Proposed mercury rules inadequate
Governor Easley and state officials are planning to adopt rules that would not require any reductions in mercury emissions from the state’s power plants until 2017 or later.
Scientists estimate that one in six women has enough mercury in her body to put her child at risk should she become pregnant. North Carolina’s power plants emit 58 percent of the mercury that ends up in our state’s waterways. That pollution has resulted in mercury-related fish consumption advisories that cover every mile of the state’s coastal waterways and all waters south and east of I-85.
Several states have moved to require mercury reductions of 80 percent or more in the coming years, but North Carolina’s mercury plan more closely resembles the plan proposed by the Bush administration. That plan, which is being contested in court by Environment North Carolina and other groups, allows power plants to emit six to seven times more mercury than what is achievable and required by the nation’s Clean Air Act.

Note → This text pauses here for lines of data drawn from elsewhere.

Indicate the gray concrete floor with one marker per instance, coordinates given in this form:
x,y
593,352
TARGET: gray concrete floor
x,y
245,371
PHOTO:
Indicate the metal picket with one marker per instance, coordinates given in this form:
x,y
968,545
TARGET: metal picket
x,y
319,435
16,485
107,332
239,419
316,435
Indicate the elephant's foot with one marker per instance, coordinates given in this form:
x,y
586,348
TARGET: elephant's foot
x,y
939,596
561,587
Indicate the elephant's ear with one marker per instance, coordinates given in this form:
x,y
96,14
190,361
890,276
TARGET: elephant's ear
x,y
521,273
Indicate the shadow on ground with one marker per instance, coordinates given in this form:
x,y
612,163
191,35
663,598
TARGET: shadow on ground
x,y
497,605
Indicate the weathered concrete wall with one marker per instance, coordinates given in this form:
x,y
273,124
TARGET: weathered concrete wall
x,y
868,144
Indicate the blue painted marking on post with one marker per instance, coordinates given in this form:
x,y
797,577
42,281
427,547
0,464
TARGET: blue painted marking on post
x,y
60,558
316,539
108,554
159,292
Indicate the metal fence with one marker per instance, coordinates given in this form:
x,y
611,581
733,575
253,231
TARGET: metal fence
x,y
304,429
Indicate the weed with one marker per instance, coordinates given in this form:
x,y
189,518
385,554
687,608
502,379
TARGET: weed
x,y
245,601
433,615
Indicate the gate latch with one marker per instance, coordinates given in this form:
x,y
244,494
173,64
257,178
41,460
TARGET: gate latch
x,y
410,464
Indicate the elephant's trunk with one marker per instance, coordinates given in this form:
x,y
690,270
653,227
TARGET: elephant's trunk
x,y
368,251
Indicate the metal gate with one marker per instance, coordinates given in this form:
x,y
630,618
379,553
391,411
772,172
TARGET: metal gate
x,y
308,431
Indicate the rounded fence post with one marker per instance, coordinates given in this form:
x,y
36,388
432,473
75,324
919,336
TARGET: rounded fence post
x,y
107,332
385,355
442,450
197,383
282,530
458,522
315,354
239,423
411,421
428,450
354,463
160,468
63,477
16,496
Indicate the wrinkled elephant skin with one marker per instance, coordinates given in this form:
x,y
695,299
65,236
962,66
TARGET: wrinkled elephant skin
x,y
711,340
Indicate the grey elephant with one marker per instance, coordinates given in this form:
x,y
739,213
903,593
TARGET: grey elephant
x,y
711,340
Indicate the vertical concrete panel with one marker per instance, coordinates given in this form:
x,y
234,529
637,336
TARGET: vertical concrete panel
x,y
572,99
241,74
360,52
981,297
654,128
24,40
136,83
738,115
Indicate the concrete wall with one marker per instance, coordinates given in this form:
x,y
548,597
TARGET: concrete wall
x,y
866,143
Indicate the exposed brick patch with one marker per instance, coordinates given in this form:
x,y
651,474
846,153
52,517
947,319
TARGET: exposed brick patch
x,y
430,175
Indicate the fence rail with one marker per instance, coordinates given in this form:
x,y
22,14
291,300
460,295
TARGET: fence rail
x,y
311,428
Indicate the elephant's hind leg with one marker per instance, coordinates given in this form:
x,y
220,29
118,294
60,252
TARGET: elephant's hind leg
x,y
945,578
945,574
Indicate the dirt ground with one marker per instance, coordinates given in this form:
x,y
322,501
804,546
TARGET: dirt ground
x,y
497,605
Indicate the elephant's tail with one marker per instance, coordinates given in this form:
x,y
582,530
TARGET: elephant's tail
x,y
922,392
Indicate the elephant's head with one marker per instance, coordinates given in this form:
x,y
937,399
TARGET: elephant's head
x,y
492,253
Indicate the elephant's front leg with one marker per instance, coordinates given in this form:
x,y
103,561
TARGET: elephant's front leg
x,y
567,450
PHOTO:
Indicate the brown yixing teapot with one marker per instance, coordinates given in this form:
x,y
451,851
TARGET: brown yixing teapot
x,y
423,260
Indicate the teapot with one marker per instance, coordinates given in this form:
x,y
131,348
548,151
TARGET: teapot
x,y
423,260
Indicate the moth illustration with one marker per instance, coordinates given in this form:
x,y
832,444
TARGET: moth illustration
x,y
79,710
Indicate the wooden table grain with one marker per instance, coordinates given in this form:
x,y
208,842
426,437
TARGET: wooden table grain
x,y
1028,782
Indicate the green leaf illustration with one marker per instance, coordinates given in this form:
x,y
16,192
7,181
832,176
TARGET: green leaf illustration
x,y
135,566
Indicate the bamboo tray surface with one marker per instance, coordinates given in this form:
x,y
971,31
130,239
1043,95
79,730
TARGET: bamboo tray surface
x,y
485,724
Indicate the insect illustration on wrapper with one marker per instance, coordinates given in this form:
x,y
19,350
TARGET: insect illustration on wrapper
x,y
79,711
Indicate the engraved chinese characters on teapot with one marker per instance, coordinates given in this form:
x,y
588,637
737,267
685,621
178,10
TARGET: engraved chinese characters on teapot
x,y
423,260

Protection proposed for North Fork First Broad
Thanks to Environment North Carolina, working together with Concerned Citizens of Rutherford County, officials are proposing the state’s highest protections for the North Fork First Broad near South Mountains State Park in western North Carolina.
Environment North Carolina worked with the local citizens’ group to
file a petition with state officials for the protection of the First Broad—
one of the state’s last pristine waterways—from development. As a result, officials are finalizing a plan to designate the river an “Outstanding Resource Water.”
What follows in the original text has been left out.